Re: [PATCH 3/3] revision: insert unsorted, then sort in prepare_revision_walk()

Shawn Pearce <spearce@xxxxxxxxxxx> · Fri, 6 Apr 2012 12:21:09 -0700

On Thu, Apr 5, 2012 at 06:02, Nguyen Thai Ngoc Duy <pclouds@xxxxxxxxx> wrote:
> On linux-2.6.git, one 521MB pack, it generates a 356MB cache and a
> 30MB index companion. Though if you are willing to pay extra 5 seconds
> for decompressing, then the cache can go down to 94MB. We can cut
> nearly half "rev-list --objects --all" time with this cache
> (uncompressed cache):
>
> $ time ~/w/git/git rev-list --objects --all --quiet </dev/null
> real    2m31.310s
> user    2m28.735s
> sys     0m1.604s
>
> $ time TREE_CACHE=cache ~/w/git/git rev-list --objects --all --quiet </dev/null
> real    1m6.810s
> user    1m6.091s
> sys     0m0.708s
>
>  $ time ~/w/git/git rev-list --all --quiet </dev/null
> real    0m14.261s  # should be cut down to one third with commit cache
> user    0m14.088s
> sys     0m0.171s
>
> Not really good. "rev-list --objects"'s taking less than 30s would be
> nicer. lookup_object() is on top from 'perf' report with cache on. Not
> sure what to do with it.

My officemate Colby and I came up with a better solution a few weeks
ago, but haven't really had a chance to discuss it in on the list. I
guess I should try to do that now. Like anything else, we went into
this work with some assumptions.

There are two operations we really wanted to improve the performance
of, `git rev-list --objects` for the two commonly used cases from
pack-objects, notably `rev-list --objects $WANT` and `rev-list
--objects $WANT --not $HAVE`. That is, clone and incrementally
fetching something when you have a common ancestor. I'm currently
ignoring shallow clone in this work as it tends to be a bit less
expensive on the object enumeration part.
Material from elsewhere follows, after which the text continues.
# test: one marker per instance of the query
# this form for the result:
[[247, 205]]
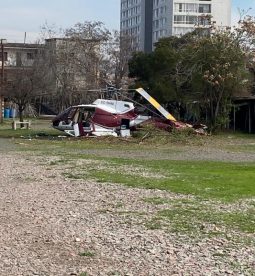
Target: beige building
[[149, 20]]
Working from the linux repository, with roughly 2.2M objects, we can
assume the vast majority of these objects are stored in a pack file.
If we further assume these are mostly in a single pack file, we can
easily assign every packed object a unique integer. We do this by
assigning the N-th object in the pack integer N. You can already do
this by taking the pack index and computing the reverse index, sorted
by offset in pack. Finding the integer value for any SHA-1 is then a
matter of locating its offset in the normal index, and locating the
position of it in the reverse index... a O(2 log N) operation.

With all of the packed objects named by an integer [0, N) we can build
a series of bitmaps representing reachability. Given a commit, its
bitmap has every bit set for every object that `git rev-list --objects
$COMMIT_SHA1` would output. If the pack is built from a single branch
(e.g. a repository with no tags and only a master branch), that tip
commit would have every bit set in its bitmap, as all objects in the
pack are contained in the bitmap.

A bitmap of 2.2M objects is 2.2M bits in size, and is roughly 275 KiB
worth of data. But we can compress the bitmap using word aligned
hybrid compression (WAH) [1] and have it drop to about 1 KiB in size.

Packs have fairly good locality given that they are roughly ordered by
time. The further back in history you go, the bitmap for any given
commit will start to contain more zeros than ones, and the zeros will
be roughly consecutive as the regions of the pack are less full, so
the bitmap still compresses well.

We actually did an experiment computing the bitmaps for all of the
commits in the kernel repository, IIRC the largest ones were coming in
around 40 KiB in the middle of history, and then shrinking smaller
again as you got further back in history.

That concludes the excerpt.